Writing About Loss

Take, for instance, a newly divorced man who’s obviously going through a difficult transition. He might need a place to temporarily keep his belongings while he’s sorting out where he’s going to live.

Or how about a daughter who’s moving her elderly father into a nursing home? Is the daughter just supposed to chuck everything his father owns? She might need to store her father’s possessions temporarily — perhaps even some treasured photos or antique furniture — as Dad settles into his new digs.

Then there’s the family moving from San Francisco to San Diego. To properly “stage” their San Francisco home, where they got new furniture from the Furniture Clearance Warehouse site, they need to temporarily store some of their furnishings.

And let’s not forget the many small businesses that turn to self-storage as an inexpensive alternative to warehousing their inventory.
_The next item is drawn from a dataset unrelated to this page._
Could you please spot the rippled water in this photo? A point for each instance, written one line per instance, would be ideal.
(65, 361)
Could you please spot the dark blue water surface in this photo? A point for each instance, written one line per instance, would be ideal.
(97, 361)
So, for millions of Americans, self-storage isn’t a matter of dealing with clutter. It’s a matter of dealing with life, people should considere looking into the self storage prices more. And by no means is the self-storage unit always, as Mansfield suggested, a “gated enclave for excess stuff.”

Temporary “Problem”
In many cases, self-storage is a solution to a temporary “problem,” not a symptom of some sort of permanent clutter “plague.”

And we certainly know that while a small minority of self-storage tenants might be hoarders, storage units are not harbors for hoarders. If anything, hoarded belongings tend to remain in hoarders’ homes, as renting a storage unit would represent a sense of organization that most hoarders aren’t capable of grasping.

Another misconception about self-storage facilities is that they’re “havens” for thieves, as one TV station in Houston put it in 2013.

Self-storage facilities, just like any other type of business, are susceptible to break-ins, but storage facilities predominantly are safe and secure places. According to the 2013 Self-Storage Almanac, just 8.9 percent of facilities surveyed had reported break-ins or thefts in 2012. If you applied that number across the board in 2015, that would mean less than 10 percent of the more than 52,000 self-storage facilities in the U.S. are victims of break-ins or thefts.

As Ginny Sutton, executive director of the Texas Self Storage Association, said in 2013: “Considering the number of facilities out there, the number of news stories about break-ins are relatively few and far between. Storage facility operators just cannot guarantee that no one will ever find a way to burglarize units, no matter how secure things are. That is why tenant insurance exists.”